A literatura seria o lugar em que é sempre outro quem vem
dizer. “Eu sou outro”, como dizia Rimbaud. Sempre há outro aí.
Esse outro é o que se deve saber ouvir para que aquilo que se
conta não seja mera informação, mas tenha a forma da
experiência. (PIGLIA, 2012, p. 04)
Observa-se nas duas falas, de Barthes e Piglia, que a noção de
deslocamento é fundamental na literatura, um discurso que se escreve e
inscreve sob o signo do fictio e que, nas palavras do escritor Milan Kundera,
“adentra a alma de uma situação histórica e apreende seu conteúdo humano”.
Por essa característica, é possível que a obra ficcional desconstrua as certezas
dos discursos que estão inseridos na aporia da verdade, ditos neutros, mas
que, a valer, são subjetivos, logo, escritos a partir de uma perspectiva,
excluindo, por conseguinte, outras.
Considerando a noção de deslocamento desenvolvida até aqui, buscar-
se-á nesta pesquisa perquirir como se constitui a relação entre literatura,
história e memória, no romance A Brincadeira, de Milan Kundera. Essa obra,
que tem como pano de fundo o regime comunista na República Tcheca,
abrange as relações supramencionadas, sendo seu estudo de grande
relevância por trazer uma nova perspectiva sobre o período histórico e também
sobre a própria natureza do ser humano, pois, como disse Herman Broch,
segundo grifo de Kundera em seu ensaio A Cortina, “o romance que não
descobre nenhuma parcela até então desconhecida da existência é imoral”.
(KUNDERA, 2003, p.61)
Cada capítulo tratará de uma forma específica de deslocamento.

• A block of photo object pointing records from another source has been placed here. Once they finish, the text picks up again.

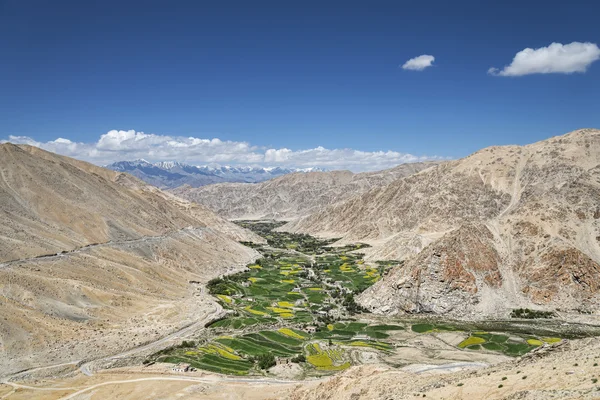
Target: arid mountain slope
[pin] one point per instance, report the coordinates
(127, 254)
(292, 195)
(505, 227)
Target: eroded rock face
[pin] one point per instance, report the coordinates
(506, 227)
(444, 277)
(94, 261)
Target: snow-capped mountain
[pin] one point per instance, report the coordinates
(171, 174)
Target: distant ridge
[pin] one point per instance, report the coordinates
(171, 174)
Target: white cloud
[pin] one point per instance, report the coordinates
(419, 63)
(128, 145)
(556, 58)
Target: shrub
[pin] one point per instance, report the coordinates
(264, 361)
(530, 314)
(299, 358)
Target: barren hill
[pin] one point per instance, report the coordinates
(291, 195)
(126, 254)
(506, 227)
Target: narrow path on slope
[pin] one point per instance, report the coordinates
(510, 280)
(186, 379)
(143, 239)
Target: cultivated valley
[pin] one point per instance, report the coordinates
(474, 278)
(293, 313)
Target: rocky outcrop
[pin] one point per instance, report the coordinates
(93, 261)
(506, 227)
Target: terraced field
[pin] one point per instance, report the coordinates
(296, 303)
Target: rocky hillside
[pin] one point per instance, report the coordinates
(92, 260)
(506, 227)
(292, 195)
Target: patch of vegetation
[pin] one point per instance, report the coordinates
(527, 313)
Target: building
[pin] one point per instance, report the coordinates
(282, 360)
(183, 368)
(310, 329)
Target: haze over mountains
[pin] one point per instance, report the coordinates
(93, 261)
(171, 174)
(292, 195)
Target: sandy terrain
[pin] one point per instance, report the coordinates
(565, 371)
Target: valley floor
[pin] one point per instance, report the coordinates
(566, 371)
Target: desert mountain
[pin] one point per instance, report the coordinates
(93, 260)
(506, 227)
(291, 195)
(171, 174)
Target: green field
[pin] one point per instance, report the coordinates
(302, 282)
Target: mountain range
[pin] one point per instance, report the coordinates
(291, 195)
(93, 260)
(504, 228)
(171, 174)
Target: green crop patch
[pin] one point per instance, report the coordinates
(298, 302)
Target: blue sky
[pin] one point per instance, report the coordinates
(290, 76)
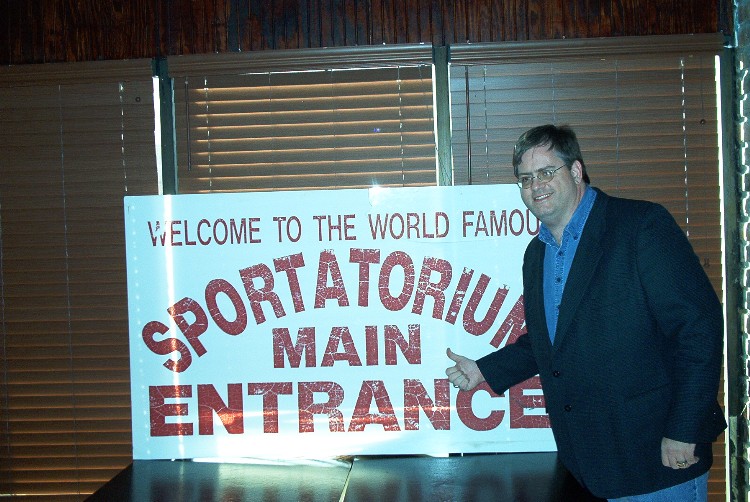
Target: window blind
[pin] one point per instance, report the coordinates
(306, 129)
(645, 115)
(75, 140)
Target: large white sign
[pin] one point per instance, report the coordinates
(315, 324)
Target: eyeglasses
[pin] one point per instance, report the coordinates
(543, 176)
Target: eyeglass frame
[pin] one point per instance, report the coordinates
(545, 172)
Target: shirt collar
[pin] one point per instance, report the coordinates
(574, 228)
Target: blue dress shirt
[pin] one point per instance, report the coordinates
(558, 259)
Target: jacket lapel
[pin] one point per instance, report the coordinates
(584, 265)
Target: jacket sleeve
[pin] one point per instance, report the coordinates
(689, 316)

No
primeiro, será aprofundada a relação entre o mundo empírico e ficcional, que
na verdade, não se configuram como polos opostos. Essa discussão, de certa
forma, será o lastro das reflexões ensejadas neste trabalho, pois nele se
4
encontrará a justificativa para estudar a relação entre a obra literária e a
realidade.
No segundo capítulo, será estudado o cerne do discurso historiográfico,
buscando-se compreender como ele se constitui e quais são os elementos
utilizados para a construção do efeito de real na narrativa histórica. Nesse
sentido, será demostrando que esse possui mais traços em comum com a
literatura do que com as ciências, justificando a utilização da obra A Brincadeira
para se entender o contexto histórico da narrativa.
5
A Literatura e a História: O fictício e o real?

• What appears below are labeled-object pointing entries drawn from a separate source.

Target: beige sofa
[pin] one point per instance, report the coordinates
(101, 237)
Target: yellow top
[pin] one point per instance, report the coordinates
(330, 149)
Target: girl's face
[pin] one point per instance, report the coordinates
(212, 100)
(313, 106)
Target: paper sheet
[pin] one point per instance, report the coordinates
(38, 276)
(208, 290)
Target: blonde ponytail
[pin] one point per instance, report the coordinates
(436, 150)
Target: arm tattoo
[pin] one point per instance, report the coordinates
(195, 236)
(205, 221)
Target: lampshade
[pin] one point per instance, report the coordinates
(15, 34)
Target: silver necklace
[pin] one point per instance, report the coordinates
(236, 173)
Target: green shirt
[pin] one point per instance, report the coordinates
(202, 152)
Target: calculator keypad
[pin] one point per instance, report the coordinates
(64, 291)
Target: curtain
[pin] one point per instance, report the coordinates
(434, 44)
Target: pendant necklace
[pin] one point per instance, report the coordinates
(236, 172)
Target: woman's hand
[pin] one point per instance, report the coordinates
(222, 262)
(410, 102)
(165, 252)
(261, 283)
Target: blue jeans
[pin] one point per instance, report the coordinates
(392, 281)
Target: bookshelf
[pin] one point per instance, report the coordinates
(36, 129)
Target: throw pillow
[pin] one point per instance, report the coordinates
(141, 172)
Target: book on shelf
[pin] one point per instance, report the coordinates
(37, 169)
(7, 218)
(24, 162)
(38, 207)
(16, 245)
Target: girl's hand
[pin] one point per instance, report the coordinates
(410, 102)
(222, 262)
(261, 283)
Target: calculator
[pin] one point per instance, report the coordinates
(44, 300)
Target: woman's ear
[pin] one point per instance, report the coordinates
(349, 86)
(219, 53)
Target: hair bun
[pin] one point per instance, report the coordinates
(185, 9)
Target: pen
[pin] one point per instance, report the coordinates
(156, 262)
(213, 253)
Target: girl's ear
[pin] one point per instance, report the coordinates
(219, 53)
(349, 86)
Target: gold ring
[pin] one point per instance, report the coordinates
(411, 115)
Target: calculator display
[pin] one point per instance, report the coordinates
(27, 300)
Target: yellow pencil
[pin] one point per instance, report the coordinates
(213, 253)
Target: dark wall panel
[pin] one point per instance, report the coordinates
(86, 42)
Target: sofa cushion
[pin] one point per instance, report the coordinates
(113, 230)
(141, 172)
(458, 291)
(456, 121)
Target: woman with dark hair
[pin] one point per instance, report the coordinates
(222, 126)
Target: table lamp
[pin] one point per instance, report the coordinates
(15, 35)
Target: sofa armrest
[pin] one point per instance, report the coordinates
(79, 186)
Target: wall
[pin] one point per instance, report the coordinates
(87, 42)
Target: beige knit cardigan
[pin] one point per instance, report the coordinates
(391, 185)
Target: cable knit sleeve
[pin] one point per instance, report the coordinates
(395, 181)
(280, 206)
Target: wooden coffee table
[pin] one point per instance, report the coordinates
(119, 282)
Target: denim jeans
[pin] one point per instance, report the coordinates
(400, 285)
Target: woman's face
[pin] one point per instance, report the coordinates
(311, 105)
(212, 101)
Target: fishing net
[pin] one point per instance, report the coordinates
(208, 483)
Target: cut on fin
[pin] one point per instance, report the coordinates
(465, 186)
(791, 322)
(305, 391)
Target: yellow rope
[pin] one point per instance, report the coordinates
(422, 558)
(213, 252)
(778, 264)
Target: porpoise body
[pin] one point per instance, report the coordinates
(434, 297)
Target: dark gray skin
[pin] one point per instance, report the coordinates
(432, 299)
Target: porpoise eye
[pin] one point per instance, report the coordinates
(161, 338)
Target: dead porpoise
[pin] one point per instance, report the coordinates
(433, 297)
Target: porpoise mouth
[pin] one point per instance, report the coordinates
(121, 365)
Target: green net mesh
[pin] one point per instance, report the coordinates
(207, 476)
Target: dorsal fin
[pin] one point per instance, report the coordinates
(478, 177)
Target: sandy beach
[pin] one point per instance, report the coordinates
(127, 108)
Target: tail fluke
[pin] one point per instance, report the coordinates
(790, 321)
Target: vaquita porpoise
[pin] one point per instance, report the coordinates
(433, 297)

Fie upon't! foh! About, my brain! I have heard
That guilty creatures sitting at a play Have by
the very cunning of the scene been struck so to
the soul that presently They have proclaim'd
their malefactions;
Hamlet - Shakespeare
Ludvik, personagem de A Brincadeira, é expulso do partido comunista
após enviar uma carta à namorada com as palavras “O otimismo é o ópio do
gênero humano! O espírito sadio fede a imbecilidade! Viva Trótski! Ludvik”.
(KUNDERA, 2012, p. 43). As sanções que foram impostas ao jovem, desde a
expulsão da faculdade até a reclusão no serviço militar, embora relatadas em
uma obra de cunho ficcional, poderiam - e podem- ter sido impostas a outros
jovens nesse período histórico.
Se uma obra literária relata um acontecimento do mundo real, seria ela
assim tão isenta de realidade? Essa questão, levantada por Wolfgang Iser,
contrapõe a polarização que tradicionalmente é feita entre ficção e realidade,
pertencente ao rol dos saberes tácitos, ou seja, aqueles que parecem
evidentes por si mesmos. (ISER, 2002, p. 955)

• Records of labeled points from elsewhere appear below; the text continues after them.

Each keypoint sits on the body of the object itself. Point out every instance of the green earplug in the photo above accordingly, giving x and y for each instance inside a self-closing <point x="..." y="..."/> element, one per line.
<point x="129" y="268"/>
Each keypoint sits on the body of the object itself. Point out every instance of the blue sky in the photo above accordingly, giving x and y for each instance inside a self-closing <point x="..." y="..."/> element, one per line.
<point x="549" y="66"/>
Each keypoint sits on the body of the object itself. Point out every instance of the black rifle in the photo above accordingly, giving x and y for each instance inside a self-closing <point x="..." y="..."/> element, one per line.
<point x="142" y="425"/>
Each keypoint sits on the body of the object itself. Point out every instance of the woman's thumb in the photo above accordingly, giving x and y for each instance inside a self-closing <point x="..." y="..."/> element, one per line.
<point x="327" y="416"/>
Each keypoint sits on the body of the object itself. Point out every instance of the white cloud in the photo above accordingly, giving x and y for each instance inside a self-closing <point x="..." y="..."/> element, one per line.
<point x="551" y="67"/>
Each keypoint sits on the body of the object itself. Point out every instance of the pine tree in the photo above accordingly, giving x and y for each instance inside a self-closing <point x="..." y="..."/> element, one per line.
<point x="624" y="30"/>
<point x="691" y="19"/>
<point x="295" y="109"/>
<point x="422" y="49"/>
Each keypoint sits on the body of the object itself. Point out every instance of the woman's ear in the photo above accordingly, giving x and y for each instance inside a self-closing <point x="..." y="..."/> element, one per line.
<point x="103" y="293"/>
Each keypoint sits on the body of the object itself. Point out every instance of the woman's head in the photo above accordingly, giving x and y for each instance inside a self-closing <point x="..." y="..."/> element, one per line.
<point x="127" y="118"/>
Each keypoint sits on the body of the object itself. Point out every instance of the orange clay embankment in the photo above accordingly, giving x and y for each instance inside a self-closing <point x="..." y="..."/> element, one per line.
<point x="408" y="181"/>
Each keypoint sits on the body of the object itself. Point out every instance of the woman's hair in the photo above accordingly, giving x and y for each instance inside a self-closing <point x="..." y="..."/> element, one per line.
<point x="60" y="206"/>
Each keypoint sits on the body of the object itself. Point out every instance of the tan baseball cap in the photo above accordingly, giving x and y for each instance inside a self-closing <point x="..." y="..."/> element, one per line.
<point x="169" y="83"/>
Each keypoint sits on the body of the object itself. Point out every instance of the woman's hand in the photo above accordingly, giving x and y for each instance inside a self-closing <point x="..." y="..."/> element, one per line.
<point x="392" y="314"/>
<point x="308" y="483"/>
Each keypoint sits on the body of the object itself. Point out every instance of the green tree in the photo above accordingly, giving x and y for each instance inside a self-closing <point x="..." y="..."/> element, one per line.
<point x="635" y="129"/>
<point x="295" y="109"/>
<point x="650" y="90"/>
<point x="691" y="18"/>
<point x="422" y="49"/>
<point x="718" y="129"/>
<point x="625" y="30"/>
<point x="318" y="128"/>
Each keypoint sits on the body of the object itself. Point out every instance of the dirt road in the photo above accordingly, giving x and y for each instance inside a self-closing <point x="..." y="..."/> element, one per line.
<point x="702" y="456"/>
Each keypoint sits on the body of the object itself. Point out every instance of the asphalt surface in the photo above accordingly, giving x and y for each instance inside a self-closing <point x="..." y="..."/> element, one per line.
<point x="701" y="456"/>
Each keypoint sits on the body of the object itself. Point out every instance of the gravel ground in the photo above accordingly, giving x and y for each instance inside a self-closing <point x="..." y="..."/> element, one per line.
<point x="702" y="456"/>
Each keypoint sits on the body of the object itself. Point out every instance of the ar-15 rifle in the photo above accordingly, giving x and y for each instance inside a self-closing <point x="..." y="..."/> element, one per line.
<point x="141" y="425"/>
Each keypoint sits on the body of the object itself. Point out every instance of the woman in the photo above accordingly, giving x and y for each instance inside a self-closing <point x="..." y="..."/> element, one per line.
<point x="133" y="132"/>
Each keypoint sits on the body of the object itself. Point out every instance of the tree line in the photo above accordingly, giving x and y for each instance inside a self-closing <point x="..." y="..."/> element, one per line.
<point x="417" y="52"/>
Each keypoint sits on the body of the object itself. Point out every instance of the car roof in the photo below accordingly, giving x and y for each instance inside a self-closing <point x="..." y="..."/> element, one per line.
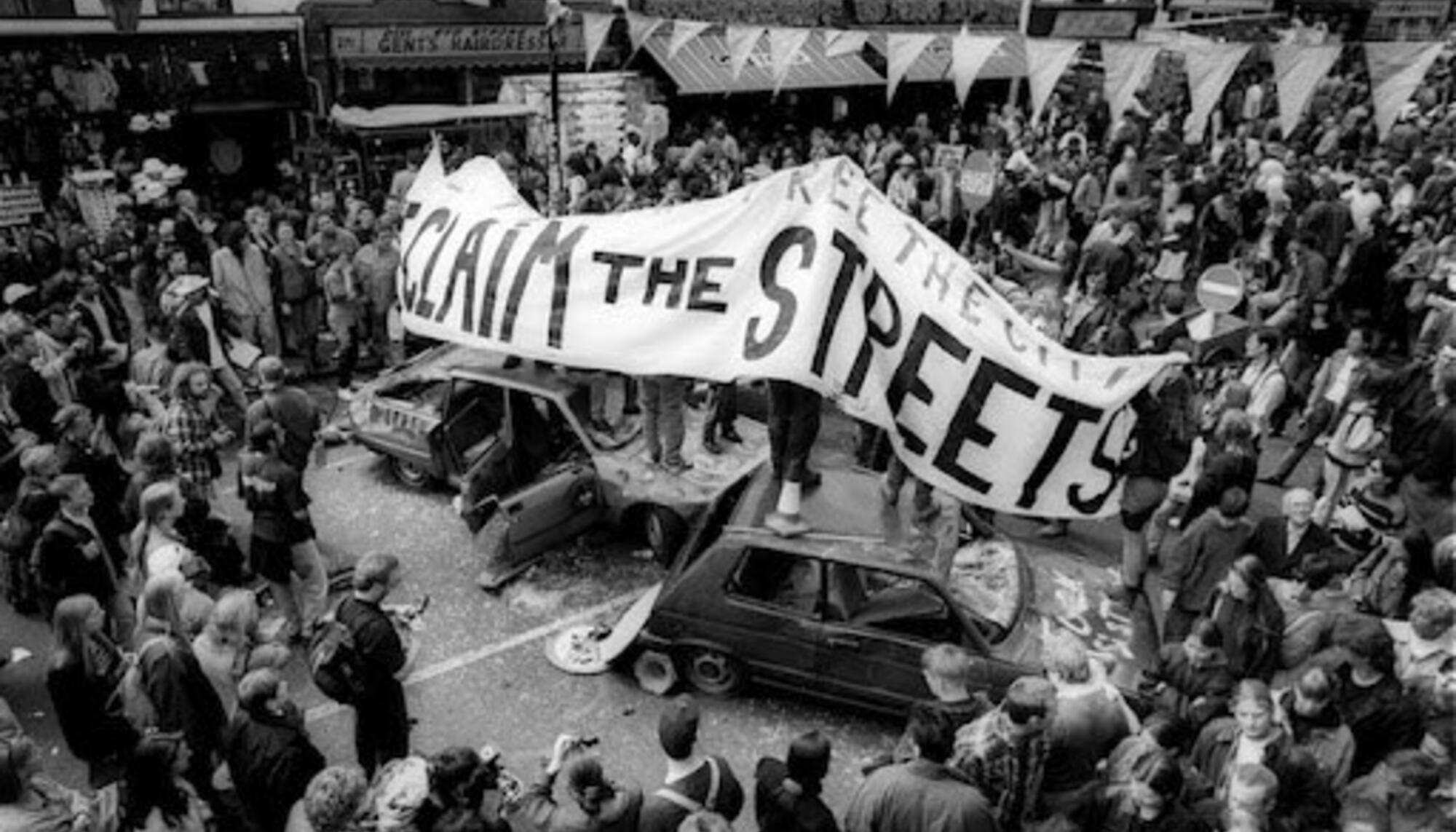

Essa distinção iniciou-se quando os aedos perderam o status de
funcionários da realeza, e, consequentemente, o título de “mestres da
verdade”, como aponta Luís Costa Lima (2006). É no século IV a.e.c, com
Platão, que começará a diferenciação entre os textos que buscavam a verdade
e os que apenas entretinham.
Precisamos, assim, ver se essas pessoas, tendo deparado com imitadores desta natureza, não foram enganadas pela
6
contemplação das suas obras, não notando que estão afastadas no terceiro grau do real e que, mesmo desconhecendo a verdade, é fácil executá-las, porque os poetas criam fantasmas, e não seres reais, ou se a sua afirmação tem algum sentido e se os bons poetas sabem realmente aquilo de que, no entender da multidão, falam tão bem. (PLATÃO, Canto X)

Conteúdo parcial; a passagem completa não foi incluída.